Following several quarters of mixed results, Deckers Brands posted a solid quarter that topped analysts' expectations. This led the company to raise its full-year outlook. It now expects sales for the year ending March 31, 2018 to go up in a range of one to two percent as compared with the previous year - instead of a previous forecast that they will be flat or down by up to two percent.

It also led the management to exclude a potential sale of the company, following the completion of a strategic review, and to reinvest part of its profits to buy back $100 million worth of its own shares by the end of March.

The group's revenues for its second fiscal quarter to Sept. 30 declined by 0.7 percent from the year-ago quarter to $482.5 million, but they far exceeded Wall Street's consensus for sales of $438.4 million. On a constant-currency basis, they decreased 0.3 percent. In addition, net income advanced by 26.1 percent to $49.5 million.

The strong results were partly due to double digit gains for two of the group's brands and an emphasis on full-price sales. At Ugg, sales decreased by 2.9 percent to $400.4 million, a level that was $7 million higher than what Deckers predicted. Hoka One One's sales jumped by 34.4 percent to $40.6 million with strong wholesale reorders and higher DTC revenues. While Teva advanced by 24.9 percent to $21.4 million, Sanuk fell by 19.3 percent to $15.2 million.

Across the group, wholesale revenues declined by 2.2 percent to $391.2 million, while direct-to-consumer sales increased by 6.2 percent to $91.3 million, or by 3.7 percent on a comparable basis. Total revenues were down by 3.1 percent in the U.S. but rose by 3.5 percent elsewhere.

Overall, the gross margin gained 2.2 percentage points to 46.7 percent, which the company attributed to supply chain initiatives, the implementation of process improvement efficiencies, indirect reductions in spending and retail store closures. The operating margin jumped by 3.9 percentage points to 14.0 percent.

Moving forward, Deckers' management stands by its commitment to achieve an incremental $100 million in operating profit by the end of its fiscal year 2020, and operating margins of at least 13 percent, by focusing on full-priced selling and continuing with the same initiatives.

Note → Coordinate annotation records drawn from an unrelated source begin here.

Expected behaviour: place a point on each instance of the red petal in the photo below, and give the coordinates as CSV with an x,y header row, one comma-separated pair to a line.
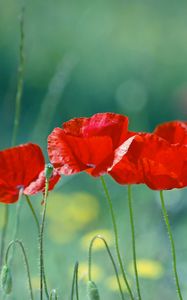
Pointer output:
x,y
8,195
71,154
21,165
101,124
174,132
127,171
39,184
153,161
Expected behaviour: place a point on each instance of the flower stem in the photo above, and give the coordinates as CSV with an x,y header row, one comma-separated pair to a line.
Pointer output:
x,y
75,282
53,293
38,227
16,121
166,219
33,212
42,271
133,240
111,258
4,231
12,243
116,236
20,79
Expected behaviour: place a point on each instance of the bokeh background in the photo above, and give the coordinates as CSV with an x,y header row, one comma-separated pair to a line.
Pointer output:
x,y
83,57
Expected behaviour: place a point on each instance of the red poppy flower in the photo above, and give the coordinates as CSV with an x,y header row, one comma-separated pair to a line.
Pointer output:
x,y
174,132
89,144
153,161
22,167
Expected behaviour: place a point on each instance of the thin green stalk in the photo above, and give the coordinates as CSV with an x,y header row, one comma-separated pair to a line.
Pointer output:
x,y
166,219
75,282
4,231
53,293
38,227
12,243
116,236
20,79
111,258
33,212
42,271
16,121
133,240
16,225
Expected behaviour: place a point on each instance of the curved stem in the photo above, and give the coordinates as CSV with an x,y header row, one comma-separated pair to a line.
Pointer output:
x,y
75,282
33,212
16,121
42,272
4,231
164,211
53,293
111,258
38,227
133,240
12,243
17,220
20,79
116,237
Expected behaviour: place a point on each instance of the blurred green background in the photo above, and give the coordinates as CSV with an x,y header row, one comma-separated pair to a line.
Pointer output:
x,y
83,57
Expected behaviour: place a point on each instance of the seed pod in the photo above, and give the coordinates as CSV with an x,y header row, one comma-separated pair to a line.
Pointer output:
x,y
93,292
6,279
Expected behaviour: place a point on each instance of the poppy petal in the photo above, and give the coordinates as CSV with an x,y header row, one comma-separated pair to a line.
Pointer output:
x,y
21,164
8,195
71,154
174,132
101,124
39,184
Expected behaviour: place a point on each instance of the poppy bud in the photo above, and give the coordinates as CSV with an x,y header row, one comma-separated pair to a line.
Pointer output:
x,y
93,292
48,171
6,279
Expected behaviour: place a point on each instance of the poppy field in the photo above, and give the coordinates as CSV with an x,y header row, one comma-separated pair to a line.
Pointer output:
x,y
93,156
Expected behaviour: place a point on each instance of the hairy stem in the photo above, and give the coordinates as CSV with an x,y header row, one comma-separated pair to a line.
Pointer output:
x,y
75,282
111,258
166,219
116,236
4,231
42,271
133,240
53,294
16,122
33,212
12,243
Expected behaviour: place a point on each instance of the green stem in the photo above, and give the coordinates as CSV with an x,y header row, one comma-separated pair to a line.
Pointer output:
x,y
38,227
111,258
4,231
42,269
133,240
16,225
16,121
116,237
164,211
53,293
12,243
33,213
75,282
20,79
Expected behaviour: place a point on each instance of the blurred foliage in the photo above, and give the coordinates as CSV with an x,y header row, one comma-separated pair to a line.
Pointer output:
x,y
84,57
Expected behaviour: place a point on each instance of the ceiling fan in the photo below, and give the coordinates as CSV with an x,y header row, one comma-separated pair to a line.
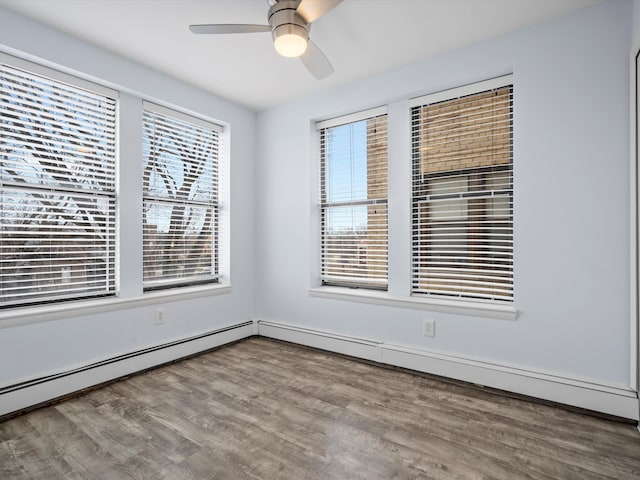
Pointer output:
x,y
289,23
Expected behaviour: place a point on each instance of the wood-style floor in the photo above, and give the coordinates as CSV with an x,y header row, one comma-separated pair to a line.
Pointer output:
x,y
262,409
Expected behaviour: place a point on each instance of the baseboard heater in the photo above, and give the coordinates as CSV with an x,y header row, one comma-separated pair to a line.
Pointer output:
x,y
116,367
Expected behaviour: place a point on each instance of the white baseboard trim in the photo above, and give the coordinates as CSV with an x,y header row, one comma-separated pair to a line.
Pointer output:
x,y
618,400
25,394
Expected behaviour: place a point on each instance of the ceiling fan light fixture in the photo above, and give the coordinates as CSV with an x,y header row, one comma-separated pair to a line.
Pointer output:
x,y
290,40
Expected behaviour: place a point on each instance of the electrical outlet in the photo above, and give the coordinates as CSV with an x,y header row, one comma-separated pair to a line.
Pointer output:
x,y
160,316
429,328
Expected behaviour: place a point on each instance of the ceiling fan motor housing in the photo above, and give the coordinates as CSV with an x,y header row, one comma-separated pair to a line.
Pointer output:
x,y
285,20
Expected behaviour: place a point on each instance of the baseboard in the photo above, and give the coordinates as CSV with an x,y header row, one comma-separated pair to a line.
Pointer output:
x,y
22,395
617,400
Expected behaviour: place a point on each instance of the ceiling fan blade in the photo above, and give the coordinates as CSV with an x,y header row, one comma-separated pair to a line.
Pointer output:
x,y
223,28
311,10
316,62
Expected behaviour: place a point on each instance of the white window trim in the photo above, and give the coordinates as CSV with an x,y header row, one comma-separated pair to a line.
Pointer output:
x,y
458,307
58,311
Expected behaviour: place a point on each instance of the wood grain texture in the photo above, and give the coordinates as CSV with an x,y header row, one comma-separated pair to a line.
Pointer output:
x,y
262,409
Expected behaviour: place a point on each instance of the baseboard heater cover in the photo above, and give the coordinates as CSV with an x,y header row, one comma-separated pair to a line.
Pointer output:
x,y
22,395
619,401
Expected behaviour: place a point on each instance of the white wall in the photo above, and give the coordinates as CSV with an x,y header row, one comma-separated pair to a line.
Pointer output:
x,y
68,340
571,213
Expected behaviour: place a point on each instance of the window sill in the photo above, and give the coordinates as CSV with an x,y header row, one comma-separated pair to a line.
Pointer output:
x,y
12,317
460,307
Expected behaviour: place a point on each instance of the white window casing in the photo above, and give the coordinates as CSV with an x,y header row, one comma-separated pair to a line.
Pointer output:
x,y
353,203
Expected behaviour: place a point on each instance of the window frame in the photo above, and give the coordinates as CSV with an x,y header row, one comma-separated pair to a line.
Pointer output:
x,y
214,203
109,192
479,295
327,249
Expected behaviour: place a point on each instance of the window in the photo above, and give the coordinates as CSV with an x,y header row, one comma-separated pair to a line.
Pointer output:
x,y
57,187
462,194
180,199
353,203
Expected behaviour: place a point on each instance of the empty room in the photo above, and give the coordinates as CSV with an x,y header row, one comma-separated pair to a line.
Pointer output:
x,y
319,239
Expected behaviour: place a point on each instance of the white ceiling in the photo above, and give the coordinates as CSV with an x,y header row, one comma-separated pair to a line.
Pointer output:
x,y
360,37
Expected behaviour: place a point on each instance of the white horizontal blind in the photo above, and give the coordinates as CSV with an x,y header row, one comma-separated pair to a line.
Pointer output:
x,y
353,202
57,190
180,185
462,197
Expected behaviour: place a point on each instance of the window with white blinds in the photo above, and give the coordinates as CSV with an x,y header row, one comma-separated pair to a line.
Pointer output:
x,y
462,195
353,204
57,187
180,197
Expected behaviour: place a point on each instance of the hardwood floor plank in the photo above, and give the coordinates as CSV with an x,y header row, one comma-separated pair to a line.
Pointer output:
x,y
263,409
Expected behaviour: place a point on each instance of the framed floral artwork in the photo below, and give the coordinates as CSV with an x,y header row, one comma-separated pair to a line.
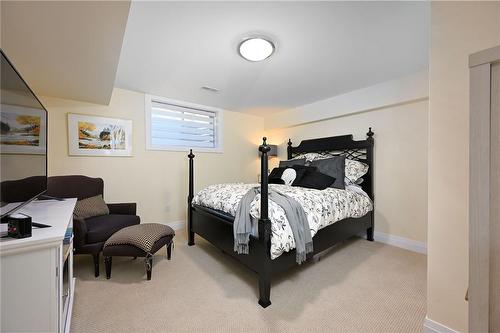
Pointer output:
x,y
99,136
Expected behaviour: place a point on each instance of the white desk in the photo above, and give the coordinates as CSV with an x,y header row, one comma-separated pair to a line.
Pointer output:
x,y
36,287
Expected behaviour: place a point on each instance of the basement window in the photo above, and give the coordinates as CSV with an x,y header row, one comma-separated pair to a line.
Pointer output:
x,y
180,126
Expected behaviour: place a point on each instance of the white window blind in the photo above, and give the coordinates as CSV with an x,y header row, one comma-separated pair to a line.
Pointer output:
x,y
181,126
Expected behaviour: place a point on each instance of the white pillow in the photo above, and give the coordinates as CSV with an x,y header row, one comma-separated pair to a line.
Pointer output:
x,y
289,176
354,170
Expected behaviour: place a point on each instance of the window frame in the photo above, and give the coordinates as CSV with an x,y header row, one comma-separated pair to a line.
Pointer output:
x,y
218,126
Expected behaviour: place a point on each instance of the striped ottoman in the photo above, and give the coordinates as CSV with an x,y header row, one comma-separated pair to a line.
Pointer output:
x,y
141,240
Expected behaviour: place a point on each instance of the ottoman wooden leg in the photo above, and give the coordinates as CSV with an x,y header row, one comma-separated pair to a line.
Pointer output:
x,y
149,265
169,250
107,262
96,264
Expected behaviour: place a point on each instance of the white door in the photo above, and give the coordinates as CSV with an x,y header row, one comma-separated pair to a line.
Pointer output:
x,y
494,292
484,192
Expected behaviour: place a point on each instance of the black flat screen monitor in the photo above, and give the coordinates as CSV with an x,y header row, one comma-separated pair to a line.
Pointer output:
x,y
23,141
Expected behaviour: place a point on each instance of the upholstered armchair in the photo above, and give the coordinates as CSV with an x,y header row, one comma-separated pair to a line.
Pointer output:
x,y
90,234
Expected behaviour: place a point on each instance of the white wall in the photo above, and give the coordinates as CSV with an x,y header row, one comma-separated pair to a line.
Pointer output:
x,y
156,180
401,129
458,29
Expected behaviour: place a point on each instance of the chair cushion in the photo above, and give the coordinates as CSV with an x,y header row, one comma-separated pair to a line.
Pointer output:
x,y
100,228
90,207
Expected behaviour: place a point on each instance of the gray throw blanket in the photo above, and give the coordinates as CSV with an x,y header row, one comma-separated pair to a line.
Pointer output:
x,y
295,215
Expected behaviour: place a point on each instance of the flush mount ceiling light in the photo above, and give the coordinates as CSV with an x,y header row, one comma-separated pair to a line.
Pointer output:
x,y
256,49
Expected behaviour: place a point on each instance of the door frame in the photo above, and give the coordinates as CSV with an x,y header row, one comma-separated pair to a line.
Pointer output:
x,y
479,187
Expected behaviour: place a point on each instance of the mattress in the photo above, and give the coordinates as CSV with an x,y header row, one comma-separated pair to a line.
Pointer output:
x,y
322,208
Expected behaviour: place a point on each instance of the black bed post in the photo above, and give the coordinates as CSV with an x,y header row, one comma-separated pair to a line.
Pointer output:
x,y
190,199
369,157
264,230
289,149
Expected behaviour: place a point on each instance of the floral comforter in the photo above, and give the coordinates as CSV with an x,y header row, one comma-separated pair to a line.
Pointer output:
x,y
322,208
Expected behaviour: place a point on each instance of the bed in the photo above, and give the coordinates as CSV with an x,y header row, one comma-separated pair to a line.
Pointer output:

Discussing the proxy fight threatened by activist investors led by Marcato Capital Management, which has been pushing the company to sell all its brands except Ugg, the company said its board of directors and its advisers contacted 90 potential investors to pursue a potential sale, including strategic and financial parties, both domestic and international, but this effort did not result in a transaction.